Image depth


Can anyone offer a technical explanation of how a stereo system recreates image depth? Why are some center images behind the speakers, and others in front of the speakers, for example.
Should there be any depth to a mono recording, or should the image be directly in line with the speakers?
cakids
Your ears/brain use several things for placement of a sound:
  • The difference in arrival time for approximately the same sound between your two ears gives you angular position. This works best between about 120Hz to about 1500Hz, but predominantly below 800Hz. This is that highly accurate timing you hear assigned to the ears/brain, but keep in mind it is phase difference, not absolute timing.
  • Spectral notches due to head shape provide front/back cues, emphasis on cues.

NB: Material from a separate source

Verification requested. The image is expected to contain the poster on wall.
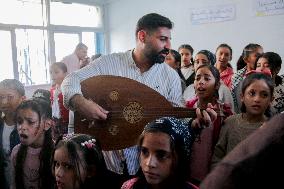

It is not perfectly accurate.
  • Most of depth comes from volume cues
  • Volume cues can also give angular position predominantly at high frequencies, predominantly >1500Hz, but again starting at about 1000Hz. One side of your head shields the other side resulting in a level difference based on frequency.
  • Some filtering of frequencies by your torso and pinna provide some level of height cues, but the ear/brain is not great at height detection.

With most recording techniques, even for live music, most of the angular position information is lost. What you perceive in the recording is artificial, put their by the recording engineer.

There are microphone techniques, both with torso/head simulators and stereo microphones that can capture or theoretically capture the differential timing of what a human would hear. Big However, being able to use that on playback is pretty much limited to headphones, though you may get lucky with speaker placement and the odd recording and extract some of that.

Height information is highly specific to individuals, so capturing it on 2 channel is pretty much impossible, and actually not done.
So what does this mean? Most of the sound-stage, imaging, etc. even in live recordings indicative of the recording and far more influenced by the recording/mixing process. That that end, most of what audiophiles described is "simulated" especially height.

It also means when someone says wall-wall sound-stage, that is probably either hyperbole, or a pleasant, but highly inaccurate representation of the music.
What I’m getting from reading about recording techniques, is that godd recording techniques will fool the ear-brain location finding function to create an approximate aural image, but does not actually duplicate the exact sonic signature (amplitude, phase) that would impinge on the ears during a live performance.


Right. It doesn’t have to be the exact same information. It just has to be enough of the essential information.

The (highly recommended) XLO Test CD has a wonderful track where Roger Skoff simply describes the room dimensions and microphone placement and where is in the room. As he’s talking you realize what you are hearing is exactly as if you are there in the room. Not your room, his. He walks and talks and occasionally hits a clavis (wood block) letting you hear the acoustic signature of the room. At one point he walks to the extreme back of the room and hits the clavis. It sounds as if he is behind you.

How technically is it possible for two speakers in front of you to create the illusion not only of depth front to back but even behind?

The answer is the sound from further away, its not just that there’s a time difference between the direct and reflected sounds, its that there is also a frequency and volume difference as well. Everything about the sound changes depending on where in the recording space the sound originates. That is the lesson of the XLO track. You’d never hear him behind you if speakers were needed back there. Instead all that’s needed is to faithfully reproduce in detail the full acoustic signature of the event. Especially including the faint room echoes.

The speakers must of course be symmetrical and equidistant. Matters more L to R than front to back. I’m simplifying, obviously. But really, its the spacial information captured in the acoustic signature that does the trick more than anything else.
While room echoes can help in locating, much of what you experienced is psycho-acoustic (suggestion, coupled with familiarity) unless they used a proper torso simulator for the capture and if my memory serves, that was not done for this test recording.


You’d never hear him behind you if speakers were needed back there. Instead all that’s needed is to faithfully reproduce in detail the full acoustic signature of the event. Especially including the faint room echoes.

"Then one "BIG" step further is to remove the back wall from in between the speakers like I did, leaving a little 1-2mt behind each speaker for bass loading"

Awesome George!
Thank you all for filling in a lot of holes in my understanding. I can remember my first experience of depth and soundstage size. It was in a small hotel room at a NY show years ago. The walls disappeared and there was a live orchestra stretching about 40 or 50 feet behind the speakers. Happened to be Swans speakers and Boulder electronics. I know that images can be behind or in front of the speakers, but didn’t have quite as clear a technical understanding of what made it happen.